Se acusa al catalanismo de buscar un marco de antiguas fronteras como el que hemos descrito. Lo que no se entiende es por qué Catalunya tendría que generar una situación periclitada como esa si nadie, absolutamente nadie, la desea. Cualquiera que atraviese la frontera con Francia puede ver las viejas garitas de los gendarmes abandonadas y llenas de grafitis. ¿Por qué tendría que ser distinto en el caso de una Catalunya independiente? ¿Por qué tendrían que crearse controles en el Ebro? Podría darse el caso, es cierto, de un boicot de Madrid al nuevo Estado. Pero entonces topamos con una paradoja: que las únicas fuerzas que podrían establecer una frontera clásica entre Catalunya y España son exactamente las mismas que acusan al soberanismo de intentar crear fronteras. ¡Y todo ello justo cuando el Gobierno español está exigiendo a Europa que aporte más hormigón, más alambradas, para reforzar la valla de Ceuta!

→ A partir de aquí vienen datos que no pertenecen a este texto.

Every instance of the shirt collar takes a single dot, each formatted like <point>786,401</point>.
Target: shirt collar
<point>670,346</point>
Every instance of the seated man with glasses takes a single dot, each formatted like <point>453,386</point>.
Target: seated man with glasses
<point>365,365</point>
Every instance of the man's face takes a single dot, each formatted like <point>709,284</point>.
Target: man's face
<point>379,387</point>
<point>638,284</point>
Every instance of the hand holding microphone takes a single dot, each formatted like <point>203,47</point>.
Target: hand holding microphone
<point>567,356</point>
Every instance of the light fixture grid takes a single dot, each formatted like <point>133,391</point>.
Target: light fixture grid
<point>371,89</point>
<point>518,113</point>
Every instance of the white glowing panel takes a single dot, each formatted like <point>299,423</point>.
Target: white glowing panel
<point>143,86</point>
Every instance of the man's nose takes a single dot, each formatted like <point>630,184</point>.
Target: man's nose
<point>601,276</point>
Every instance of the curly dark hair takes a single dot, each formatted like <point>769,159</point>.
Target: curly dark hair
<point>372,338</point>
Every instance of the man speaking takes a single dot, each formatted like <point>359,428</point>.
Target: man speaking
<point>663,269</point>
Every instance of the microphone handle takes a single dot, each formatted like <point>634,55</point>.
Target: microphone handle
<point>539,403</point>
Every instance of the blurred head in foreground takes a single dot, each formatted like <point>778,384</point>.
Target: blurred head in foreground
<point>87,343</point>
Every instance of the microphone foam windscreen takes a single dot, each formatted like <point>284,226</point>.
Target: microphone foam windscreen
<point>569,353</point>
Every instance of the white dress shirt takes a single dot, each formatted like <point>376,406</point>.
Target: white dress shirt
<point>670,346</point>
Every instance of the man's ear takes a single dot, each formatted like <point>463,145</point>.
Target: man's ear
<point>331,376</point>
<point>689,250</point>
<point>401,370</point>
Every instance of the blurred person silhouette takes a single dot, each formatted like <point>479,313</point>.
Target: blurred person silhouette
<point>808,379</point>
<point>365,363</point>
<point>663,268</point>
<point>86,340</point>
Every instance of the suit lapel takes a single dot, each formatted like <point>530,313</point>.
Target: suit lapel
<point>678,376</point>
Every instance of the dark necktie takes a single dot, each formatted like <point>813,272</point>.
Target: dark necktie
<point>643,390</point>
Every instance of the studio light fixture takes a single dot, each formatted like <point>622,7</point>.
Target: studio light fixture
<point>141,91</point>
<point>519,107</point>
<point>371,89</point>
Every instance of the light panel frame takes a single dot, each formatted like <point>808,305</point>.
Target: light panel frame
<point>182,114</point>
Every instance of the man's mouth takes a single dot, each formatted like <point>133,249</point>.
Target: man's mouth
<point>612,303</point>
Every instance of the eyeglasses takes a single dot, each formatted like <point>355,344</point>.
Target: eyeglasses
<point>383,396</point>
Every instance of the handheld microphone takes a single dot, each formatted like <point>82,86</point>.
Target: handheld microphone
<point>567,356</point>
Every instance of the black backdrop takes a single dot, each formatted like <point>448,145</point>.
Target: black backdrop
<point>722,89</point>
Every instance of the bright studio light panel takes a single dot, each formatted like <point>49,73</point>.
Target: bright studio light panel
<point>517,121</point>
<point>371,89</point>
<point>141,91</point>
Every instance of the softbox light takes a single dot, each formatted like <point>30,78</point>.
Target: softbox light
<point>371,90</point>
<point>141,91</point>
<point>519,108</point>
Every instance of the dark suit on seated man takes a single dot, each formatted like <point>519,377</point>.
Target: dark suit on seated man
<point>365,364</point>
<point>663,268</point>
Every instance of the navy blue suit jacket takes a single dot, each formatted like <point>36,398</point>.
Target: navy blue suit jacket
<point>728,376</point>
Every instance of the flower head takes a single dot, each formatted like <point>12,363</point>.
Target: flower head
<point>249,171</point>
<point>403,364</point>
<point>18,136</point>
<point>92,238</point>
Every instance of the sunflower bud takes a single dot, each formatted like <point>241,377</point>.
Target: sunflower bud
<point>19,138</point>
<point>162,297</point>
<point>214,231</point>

“La frontera no está en el desierto, el desierto es la frontera”. Con esa frase los beduinos explican una realidad antropológica elemental: que las fronteras no existen, las crean los seres humanos. En la Europa del siglo XXI las fronteras nacionales son algo mucho más vaporoso y abstracto que un poste levadizo de color rojo y blanco. Y en ese mismo siglo XXI las reivindicaciones de más soberanía, más autogobierno no tienen relación alguna con el aislacionismo o con una visión provinciana del mundo. Nadie pretende levantar una frontera que nos impida visitar a nuestros familiares de Almería.

Queda la cuestión de Europa. Y lo que sorprende es que hasta ahora el debate se ha centrado en la pregunta: “¿Sería legal la permanencia de Catalunya en Europa?”. La única explicación que encuentro a tal planteamiento es la sobreabundancia de leguleyos, abogaduchos y notarietes que colonizan las tertulias, y que razonan como si los grandes procesos históricos tuvieran que enmarcarse en el código civil. Armados de leyes, serían capaces de declarar que los amaneceres son ilegales, o que es ilegal que los peces naden. Quizás la pregunta pertinente sea otra: “En caso de secesión, ¿le interesaría a Europa prescindir de una Catalunya próspera, democrática y europeísta?”.

Cada vez que oigo a un experto en leyes sentenciar, ufano y rotundo, que las revoluciones son ilegales, pienso en aquella frase del gran antropólogo Claude LéviStrauss: “Los juristas son una parte curiosísima de la especie humana: solucionan los problemas sobre el papel… y creen que ya están resueltos”.